In light of this, since the above 10 to 25, No. 10, No. 25, No. 10 and No. 2, and the testimony of Kim Young-young, the plaintiff had 11 agents in Seoul, not only 180 but also 4 of the plaintiff's unique business place. Unlike the plaintiff's above direct sales place, the above agencies were operated separately by the contract for the establishment of an agency, and the plaintiff paid 8,482,575 won to the above direct sales place and the equivalent price of the goods which the plaintiff carried out to 200, no more than the above 70, No. 1970, No. 1964, No. 1967, Dec. 1, 197, the price of the goods which the plaintiff carried out to 30,000, no more than the above 197, the price of the goods which the plaintiff carried out to 30,000,000 won for the above direct sales place.
3. Next, the Plaintiff’s assertion that imposing a tax on the Defendant’s failure to report the return of a direct sales outlet is illegal is deemed unlawful.
According to Article 7 (1) 1 of the Goods Tax Act, where the goods which were taken out from a manufacturing place are returned to the same manufacturing place, the goods tax shall not be collected from the manufacturing place under the conditions as prescribed by the Presidential Decree.

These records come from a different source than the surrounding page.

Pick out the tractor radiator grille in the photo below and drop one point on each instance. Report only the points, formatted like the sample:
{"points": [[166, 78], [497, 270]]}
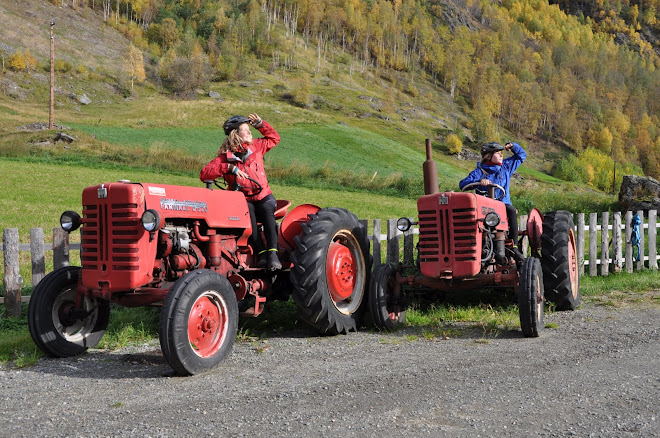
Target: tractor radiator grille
{"points": [[436, 239], [110, 235]]}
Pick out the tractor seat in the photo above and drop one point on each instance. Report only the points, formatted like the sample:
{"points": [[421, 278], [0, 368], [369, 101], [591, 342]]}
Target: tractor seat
{"points": [[281, 208]]}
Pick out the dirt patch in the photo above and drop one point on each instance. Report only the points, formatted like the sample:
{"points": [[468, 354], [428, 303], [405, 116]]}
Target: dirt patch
{"points": [[593, 374]]}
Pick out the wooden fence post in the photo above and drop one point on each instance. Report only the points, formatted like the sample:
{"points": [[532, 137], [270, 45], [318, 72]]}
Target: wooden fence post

Article 9 of the Enforcement Decree of the Goods Tax Act provides that a person who intends to be subject to Article 7 (1) of the Act shall submit to the head of the competent tax office a written application for non-taxation as provided by the Ordinance of the Ministry of Finance and Economy along with documents proving the fact that the goods
Therefore, the purport of the above provision is that the goods taken out from the manufacturing place are subject to taxation based on the price and quantity at the time of the shipment, even if they were returned to the manufacturing place after they were returned because they were once returned to the manufacturing place due to damage or any other reason, and thus, it would be subject to taxation again pursuant to the principle of taxation on the shipment of goods. Thus, if the goods were subject to taxation due to the procedures prescribed in the Enforcement Decree, if they were returned to the manufacturing place, there is no need to file a return return unless they were returned to the manufacturing place, and it is interpreted that the goods cannot be subject to taxation again because they were returned to the manufacturing place without filing a return on their return. In full view of the above provision, the Plaintiff calculated the above direct sale of goods from April 1, 1971 to April 30, 1972, and thus, the Plaintiff cannot be subject to taxation again because they were sold to the manufacturing place without filing a return on their return. Thus, the Plaintiff cannot be subject to taxation again because it was the total amount of the goods sold to the above goods from the manufacturing place.
4. If the Defendant’s instant taxation disposition is all unlawful, the Plaintiff’s claim for revocation of the said disposition is justifiable and accepted, and the costs of the lawsuit are assessed against the losing party, and are so decided as per Disposition.